Meet FirstGen Fellow Juan Rangel, who fought to make sure illegal aliens could attend Notre Dame:


Juan Rangel studies at the University of Notre Dame and is majoring in political science and Latino studies. He has been involved with student government throughout all three years at Notre Dame, and this year he served as the student body chief of staff, which included chairing the Immigration Task Force. Rangel also founded and serves as the president of the Student Coalition for Immigration Advocacy, which works to educate students about immigration issues and advocate at the local, state, and national levels. He interned last summer with the Office for Immigrant Affairs and Immigration Education at the Archdiocese of Chicago. He is originally from Mexico but calls Central California home. Rangel will be placed with the Washington, D.C., office of the National Immigration Law Center.

Finally, meet FirstGen Fellow Karla Davis.

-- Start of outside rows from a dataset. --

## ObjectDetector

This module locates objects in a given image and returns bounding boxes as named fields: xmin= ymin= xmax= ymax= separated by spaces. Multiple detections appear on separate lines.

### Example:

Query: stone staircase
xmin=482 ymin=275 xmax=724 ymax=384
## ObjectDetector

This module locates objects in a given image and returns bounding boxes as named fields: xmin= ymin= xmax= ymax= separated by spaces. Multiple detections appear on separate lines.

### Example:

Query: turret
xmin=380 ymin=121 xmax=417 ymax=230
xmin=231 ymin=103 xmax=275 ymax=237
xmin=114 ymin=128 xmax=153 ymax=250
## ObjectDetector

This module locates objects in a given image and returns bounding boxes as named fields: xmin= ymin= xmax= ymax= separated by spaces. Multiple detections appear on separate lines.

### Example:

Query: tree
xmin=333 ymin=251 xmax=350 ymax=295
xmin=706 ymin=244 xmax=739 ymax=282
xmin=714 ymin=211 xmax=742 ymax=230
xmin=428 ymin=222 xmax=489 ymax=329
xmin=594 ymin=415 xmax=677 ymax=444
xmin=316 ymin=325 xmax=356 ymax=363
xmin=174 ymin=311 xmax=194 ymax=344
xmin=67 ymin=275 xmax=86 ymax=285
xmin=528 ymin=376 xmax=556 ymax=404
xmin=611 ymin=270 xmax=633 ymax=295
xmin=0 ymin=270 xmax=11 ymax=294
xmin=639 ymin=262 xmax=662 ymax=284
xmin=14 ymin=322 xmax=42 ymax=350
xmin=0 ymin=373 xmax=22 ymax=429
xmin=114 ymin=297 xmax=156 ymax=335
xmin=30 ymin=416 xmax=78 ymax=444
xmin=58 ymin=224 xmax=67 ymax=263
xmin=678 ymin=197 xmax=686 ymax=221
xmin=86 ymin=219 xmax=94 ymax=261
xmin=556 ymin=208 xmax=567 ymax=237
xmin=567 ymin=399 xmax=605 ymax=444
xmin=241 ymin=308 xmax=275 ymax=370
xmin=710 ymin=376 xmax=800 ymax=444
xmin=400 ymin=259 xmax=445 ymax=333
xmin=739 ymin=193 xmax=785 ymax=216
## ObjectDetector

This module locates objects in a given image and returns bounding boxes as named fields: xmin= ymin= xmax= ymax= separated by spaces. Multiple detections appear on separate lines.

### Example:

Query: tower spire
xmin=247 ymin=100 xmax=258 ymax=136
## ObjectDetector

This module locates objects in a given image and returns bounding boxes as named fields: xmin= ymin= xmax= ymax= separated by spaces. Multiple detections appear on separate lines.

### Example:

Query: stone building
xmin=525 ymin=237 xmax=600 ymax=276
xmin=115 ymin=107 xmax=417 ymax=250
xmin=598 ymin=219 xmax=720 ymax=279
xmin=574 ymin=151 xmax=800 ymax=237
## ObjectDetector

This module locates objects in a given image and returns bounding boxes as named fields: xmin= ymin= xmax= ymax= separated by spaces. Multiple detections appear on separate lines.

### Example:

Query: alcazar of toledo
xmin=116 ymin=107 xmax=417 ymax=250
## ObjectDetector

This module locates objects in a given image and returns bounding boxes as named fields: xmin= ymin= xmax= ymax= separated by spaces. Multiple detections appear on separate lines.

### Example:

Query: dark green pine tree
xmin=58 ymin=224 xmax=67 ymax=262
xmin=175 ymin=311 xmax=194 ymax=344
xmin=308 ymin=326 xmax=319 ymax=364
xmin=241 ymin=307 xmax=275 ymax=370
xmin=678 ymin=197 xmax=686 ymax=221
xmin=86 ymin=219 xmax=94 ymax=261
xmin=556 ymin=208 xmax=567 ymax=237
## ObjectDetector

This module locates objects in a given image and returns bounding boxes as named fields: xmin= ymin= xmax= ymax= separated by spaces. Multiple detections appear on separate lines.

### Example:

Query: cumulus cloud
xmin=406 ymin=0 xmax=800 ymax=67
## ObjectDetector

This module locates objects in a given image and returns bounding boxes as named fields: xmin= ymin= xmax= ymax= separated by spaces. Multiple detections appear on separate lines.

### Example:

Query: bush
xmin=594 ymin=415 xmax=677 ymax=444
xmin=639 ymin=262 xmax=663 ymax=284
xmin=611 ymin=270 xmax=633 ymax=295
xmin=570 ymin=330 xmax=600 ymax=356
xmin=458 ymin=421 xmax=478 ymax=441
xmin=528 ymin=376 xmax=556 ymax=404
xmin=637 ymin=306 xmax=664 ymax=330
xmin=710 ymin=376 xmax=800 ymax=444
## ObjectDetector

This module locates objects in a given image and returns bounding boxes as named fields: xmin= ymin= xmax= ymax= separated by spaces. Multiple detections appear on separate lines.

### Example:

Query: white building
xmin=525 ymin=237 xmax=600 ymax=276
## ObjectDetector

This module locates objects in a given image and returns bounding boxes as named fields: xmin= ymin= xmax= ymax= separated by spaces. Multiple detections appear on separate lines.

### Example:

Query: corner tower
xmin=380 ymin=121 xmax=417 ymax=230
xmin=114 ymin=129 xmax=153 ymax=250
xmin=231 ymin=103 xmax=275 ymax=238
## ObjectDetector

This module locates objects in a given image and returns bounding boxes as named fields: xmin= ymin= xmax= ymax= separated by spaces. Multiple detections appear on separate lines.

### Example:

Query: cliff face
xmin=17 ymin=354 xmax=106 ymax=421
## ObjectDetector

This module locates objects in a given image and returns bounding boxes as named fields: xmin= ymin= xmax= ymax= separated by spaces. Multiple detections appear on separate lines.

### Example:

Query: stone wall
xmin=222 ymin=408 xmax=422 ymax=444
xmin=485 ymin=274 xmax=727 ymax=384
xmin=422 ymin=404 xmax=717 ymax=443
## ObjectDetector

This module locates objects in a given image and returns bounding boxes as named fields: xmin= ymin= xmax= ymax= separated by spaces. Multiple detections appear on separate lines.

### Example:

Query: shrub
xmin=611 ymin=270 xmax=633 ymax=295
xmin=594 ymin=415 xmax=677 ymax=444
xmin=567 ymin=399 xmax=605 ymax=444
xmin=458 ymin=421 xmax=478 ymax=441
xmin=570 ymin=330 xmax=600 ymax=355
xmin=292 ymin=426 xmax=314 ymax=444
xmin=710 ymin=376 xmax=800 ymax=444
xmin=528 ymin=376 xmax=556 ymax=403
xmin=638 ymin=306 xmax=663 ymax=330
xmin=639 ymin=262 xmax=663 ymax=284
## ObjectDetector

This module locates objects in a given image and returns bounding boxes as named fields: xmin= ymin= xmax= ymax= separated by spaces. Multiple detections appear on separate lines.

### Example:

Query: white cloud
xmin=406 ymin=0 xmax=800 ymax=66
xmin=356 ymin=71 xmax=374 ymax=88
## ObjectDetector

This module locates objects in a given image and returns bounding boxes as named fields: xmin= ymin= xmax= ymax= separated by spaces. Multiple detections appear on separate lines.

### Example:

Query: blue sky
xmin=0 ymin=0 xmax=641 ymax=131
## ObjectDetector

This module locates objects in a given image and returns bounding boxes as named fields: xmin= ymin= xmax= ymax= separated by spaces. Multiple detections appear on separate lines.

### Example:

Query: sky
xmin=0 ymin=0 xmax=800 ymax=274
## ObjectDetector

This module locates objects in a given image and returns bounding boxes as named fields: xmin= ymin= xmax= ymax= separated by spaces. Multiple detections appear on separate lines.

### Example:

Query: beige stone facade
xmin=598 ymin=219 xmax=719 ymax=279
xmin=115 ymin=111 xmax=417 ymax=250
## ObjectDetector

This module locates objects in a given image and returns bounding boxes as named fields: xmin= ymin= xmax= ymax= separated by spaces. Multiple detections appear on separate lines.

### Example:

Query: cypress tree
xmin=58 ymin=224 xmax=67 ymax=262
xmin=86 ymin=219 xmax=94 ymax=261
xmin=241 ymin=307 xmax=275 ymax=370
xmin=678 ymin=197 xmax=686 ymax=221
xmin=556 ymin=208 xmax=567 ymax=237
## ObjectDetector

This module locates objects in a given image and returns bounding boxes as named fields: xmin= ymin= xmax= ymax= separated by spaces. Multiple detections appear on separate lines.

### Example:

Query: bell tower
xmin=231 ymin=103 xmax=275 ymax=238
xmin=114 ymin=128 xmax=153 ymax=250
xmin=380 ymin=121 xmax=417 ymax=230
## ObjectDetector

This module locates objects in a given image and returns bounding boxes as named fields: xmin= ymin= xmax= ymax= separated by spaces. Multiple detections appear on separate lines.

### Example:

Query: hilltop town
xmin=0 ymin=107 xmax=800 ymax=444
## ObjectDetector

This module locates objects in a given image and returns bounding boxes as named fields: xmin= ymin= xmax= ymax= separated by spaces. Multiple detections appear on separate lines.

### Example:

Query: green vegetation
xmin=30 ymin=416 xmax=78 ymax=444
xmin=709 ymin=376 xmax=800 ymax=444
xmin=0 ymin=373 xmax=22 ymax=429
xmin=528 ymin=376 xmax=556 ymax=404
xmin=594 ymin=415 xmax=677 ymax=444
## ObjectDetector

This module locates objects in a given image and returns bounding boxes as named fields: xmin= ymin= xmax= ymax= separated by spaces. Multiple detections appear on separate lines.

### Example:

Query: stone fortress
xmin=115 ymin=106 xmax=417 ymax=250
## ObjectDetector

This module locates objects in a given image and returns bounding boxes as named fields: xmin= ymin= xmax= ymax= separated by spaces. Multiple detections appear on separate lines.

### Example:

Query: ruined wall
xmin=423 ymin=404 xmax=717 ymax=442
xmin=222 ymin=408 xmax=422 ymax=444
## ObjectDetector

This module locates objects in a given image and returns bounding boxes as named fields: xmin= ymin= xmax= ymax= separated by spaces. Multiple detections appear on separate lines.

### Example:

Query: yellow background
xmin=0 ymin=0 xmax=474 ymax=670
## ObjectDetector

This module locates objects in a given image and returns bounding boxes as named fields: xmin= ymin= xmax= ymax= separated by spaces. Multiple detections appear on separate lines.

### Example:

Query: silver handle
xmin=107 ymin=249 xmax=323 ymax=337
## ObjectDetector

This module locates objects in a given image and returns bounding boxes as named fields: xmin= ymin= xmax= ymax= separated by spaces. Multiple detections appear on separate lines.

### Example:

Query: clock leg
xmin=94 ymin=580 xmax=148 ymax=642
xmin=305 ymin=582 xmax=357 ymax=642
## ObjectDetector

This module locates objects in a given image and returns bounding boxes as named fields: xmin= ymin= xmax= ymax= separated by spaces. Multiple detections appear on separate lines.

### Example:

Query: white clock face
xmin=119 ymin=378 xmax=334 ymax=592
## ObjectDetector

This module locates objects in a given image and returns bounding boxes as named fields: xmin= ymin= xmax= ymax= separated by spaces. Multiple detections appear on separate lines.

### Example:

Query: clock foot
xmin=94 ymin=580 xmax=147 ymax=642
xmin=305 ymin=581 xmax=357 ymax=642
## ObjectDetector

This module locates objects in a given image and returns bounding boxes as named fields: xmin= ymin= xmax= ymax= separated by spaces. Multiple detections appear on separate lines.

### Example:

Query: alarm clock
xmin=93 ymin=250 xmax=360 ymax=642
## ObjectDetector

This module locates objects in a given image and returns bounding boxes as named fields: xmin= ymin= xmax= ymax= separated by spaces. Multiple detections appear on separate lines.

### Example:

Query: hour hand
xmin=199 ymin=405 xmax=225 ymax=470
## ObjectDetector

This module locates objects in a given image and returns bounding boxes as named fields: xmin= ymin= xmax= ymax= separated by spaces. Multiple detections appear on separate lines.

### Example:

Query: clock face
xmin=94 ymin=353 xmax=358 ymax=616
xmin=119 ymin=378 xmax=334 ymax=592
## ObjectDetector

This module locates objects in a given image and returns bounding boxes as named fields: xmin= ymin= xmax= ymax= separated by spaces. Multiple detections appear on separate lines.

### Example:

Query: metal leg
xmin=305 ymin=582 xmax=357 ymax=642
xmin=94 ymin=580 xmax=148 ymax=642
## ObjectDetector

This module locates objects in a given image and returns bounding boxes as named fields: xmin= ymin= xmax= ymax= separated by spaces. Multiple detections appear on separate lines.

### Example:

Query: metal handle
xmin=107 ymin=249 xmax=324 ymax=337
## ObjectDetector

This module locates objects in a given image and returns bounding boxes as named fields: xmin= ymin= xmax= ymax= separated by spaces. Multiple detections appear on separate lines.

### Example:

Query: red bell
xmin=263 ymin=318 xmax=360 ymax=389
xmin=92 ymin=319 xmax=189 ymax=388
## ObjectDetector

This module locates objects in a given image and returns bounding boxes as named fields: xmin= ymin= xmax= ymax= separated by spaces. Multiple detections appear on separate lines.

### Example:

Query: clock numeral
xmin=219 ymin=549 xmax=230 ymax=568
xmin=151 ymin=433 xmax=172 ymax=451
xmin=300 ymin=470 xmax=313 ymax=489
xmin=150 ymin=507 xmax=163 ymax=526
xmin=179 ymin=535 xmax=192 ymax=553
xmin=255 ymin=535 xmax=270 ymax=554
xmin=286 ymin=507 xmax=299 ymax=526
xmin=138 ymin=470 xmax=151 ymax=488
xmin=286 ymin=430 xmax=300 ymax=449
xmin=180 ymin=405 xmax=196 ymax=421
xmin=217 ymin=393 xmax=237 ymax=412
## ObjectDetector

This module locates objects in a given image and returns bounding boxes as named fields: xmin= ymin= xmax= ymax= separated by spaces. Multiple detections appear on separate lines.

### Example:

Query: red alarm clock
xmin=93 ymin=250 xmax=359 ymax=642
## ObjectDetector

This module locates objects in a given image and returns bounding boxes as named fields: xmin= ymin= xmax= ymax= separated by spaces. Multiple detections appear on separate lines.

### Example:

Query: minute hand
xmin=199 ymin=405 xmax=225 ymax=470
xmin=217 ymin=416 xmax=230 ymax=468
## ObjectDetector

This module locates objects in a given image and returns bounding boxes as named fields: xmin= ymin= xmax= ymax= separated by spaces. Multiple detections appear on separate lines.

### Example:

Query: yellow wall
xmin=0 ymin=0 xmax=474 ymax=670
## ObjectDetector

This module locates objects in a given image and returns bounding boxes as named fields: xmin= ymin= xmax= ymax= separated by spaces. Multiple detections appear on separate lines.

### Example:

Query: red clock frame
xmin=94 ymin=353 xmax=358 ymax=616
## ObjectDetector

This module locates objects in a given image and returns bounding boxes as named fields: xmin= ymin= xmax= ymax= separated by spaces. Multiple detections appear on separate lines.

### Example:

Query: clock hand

Karla Davis attends MidAmerica Nazarene University in the Kansas City metro area. While studying corporate communications, marketing, and graphic design, she discovered a passion for social justice issues. As a nontraditional and minority student, Davis recognizes the need to advocate for marginalized groups and hopes to dedicate both her personal and professional life to such causes. Davis is actively involved in her community and has served in a variety of capacities — as a youth member of the National League of Cities, an intern at the Olathe Latino Coalition, as well as the president of her university’s Student Diversity Council, whose purpose is to empower students to stand up against the injustices of today. Davis will be placed with the Catholic Legal Immigration Network, Inc. thanks to the generous donation in memory of Claire Robinson.

Stand up to the injustices of today?  That’s novel.  Most diversity councils I know hector college administrators to treat people different on the basis of skin color.  Perhaps Davis’ council is different.

Regardless, these four FirstGEN Fellows should give Republican immigration advocates some exposure to the cultural headwinds they will face post-amnesty.  As I wrote at PJ Media, “Conservatives must first confront and destroy the credibility of the racial interest groups that serve as the gatekeepers to these communities.”  So far, I haven’t seen any effort to destroy the credibility of these cultural gatekeepers. I’ve only see one side extend a hand to them.

Update: Nirvana Felix writes PJ Media to say she is not an illegal alien, something the article did not say she was.  She is however, a dreamer, in the conventional long used definition of the word that wants amnesty.  “DREAMer” is a term cooked up by advocates of amnesty for some illegal aliens.  It is not an term accepted by opponents of illegal alien amnesty.